I took German in high school. It wasn’t the smartest choice, thinking back about it. My eighth grade year, we had the opportunity to take “mini-courses” during the last class of the day each quarter. I took an introduction to German, and it was all downhill from there.

The course was taught by the high school principal, and being the generally shunned person I was before I miraculously grew breasts and boys stopped teasing me, the principal and I were pretty cordial. He knew probably too much about my difficult home life, having helped my mother get her car dislodged from the practice football field when she passed out at the wheel picking me up from a high school dance.

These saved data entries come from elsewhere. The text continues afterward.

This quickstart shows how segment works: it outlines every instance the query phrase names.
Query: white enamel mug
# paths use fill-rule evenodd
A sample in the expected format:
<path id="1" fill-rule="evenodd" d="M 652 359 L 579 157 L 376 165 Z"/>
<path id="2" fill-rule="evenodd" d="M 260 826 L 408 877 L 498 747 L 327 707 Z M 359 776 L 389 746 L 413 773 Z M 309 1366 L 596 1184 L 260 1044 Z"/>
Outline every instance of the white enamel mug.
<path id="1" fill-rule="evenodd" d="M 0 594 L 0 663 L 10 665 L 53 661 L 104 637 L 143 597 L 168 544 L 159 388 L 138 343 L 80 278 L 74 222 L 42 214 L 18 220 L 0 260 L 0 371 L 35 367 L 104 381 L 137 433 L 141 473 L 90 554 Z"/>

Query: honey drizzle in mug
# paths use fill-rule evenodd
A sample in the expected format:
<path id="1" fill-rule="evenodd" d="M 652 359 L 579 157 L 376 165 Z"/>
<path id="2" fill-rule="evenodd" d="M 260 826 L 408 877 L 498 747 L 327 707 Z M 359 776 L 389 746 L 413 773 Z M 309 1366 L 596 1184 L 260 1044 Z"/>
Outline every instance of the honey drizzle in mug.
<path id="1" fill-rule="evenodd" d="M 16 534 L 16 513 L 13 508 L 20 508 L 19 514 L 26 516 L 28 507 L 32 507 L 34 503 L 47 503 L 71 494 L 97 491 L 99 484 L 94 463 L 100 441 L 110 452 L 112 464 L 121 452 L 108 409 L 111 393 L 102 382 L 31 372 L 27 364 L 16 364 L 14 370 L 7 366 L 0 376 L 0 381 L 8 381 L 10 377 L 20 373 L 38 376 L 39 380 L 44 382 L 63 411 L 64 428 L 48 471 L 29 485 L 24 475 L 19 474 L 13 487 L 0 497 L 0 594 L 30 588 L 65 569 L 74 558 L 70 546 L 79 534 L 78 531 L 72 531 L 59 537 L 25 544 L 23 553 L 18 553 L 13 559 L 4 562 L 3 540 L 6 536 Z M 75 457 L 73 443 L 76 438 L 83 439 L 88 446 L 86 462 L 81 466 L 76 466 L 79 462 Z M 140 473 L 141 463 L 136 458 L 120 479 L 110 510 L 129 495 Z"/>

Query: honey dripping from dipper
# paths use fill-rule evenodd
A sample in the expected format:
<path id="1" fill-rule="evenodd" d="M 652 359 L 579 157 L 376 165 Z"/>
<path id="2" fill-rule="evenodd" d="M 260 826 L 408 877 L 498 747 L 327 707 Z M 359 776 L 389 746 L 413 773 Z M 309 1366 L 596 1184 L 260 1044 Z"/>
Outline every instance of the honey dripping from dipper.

I took well to the language, having picked a bit of pronunciation from my drunken mother’s wailing from her happier army days living in Germany. So, although I wanted to learn Spanish in high school like all the sane humans who realized the growing Latin population would warrant at least a minor familiarity with the language.

But, as expected, the class filled early, and I got into German I, which made my mother jubilant. It gave her an excuse to divert already-tight family funds into her personal vacation fund so she could go on the class trip to Germany. It didn’t matter that it made more sense to learn Spanish. The woman wanted to go, and that was the end of it.

Still, I excelled as long as I took the language. I did very well almost all the way through until my senior year. (And we did take that stupid trip, by the way, but that’s a tragic story for another day.) But shortly after graduation, the need for speaking it pretty much dropped off entirely. But, I became acutely aware of how much Spanish would have been helpful, not only because of all the people I would interact with in my life outside the Podunk town where I grew up who only spoke it, but because a lot of nice places to travel were primarily Spanish-speaking countries.

But it’s not only the responsible part of me that wants to know how to speak Spanish. The silly part of my brain wants to learn the silly phrases, mostly because even the most serious phrase in German sounds like you’re telling a joke. In Spanish, I imagine it would be much more hilarious. Mostly because they won’t be able to tell if I’m joking or my language skills are just that awful.

Here are a sampling of the phrases I want to learn silly phrases in Spanish, and then deliver with sincerity:

“This soup tastes like delicious farts.”
“Your wife would fit nicely in my Winnebago. May I take her measurements to be sure?”
“May I make a sandwich from your hair?”
“Will your donkey give me a foot rub?”
“Can I make sunscreen out of your children?”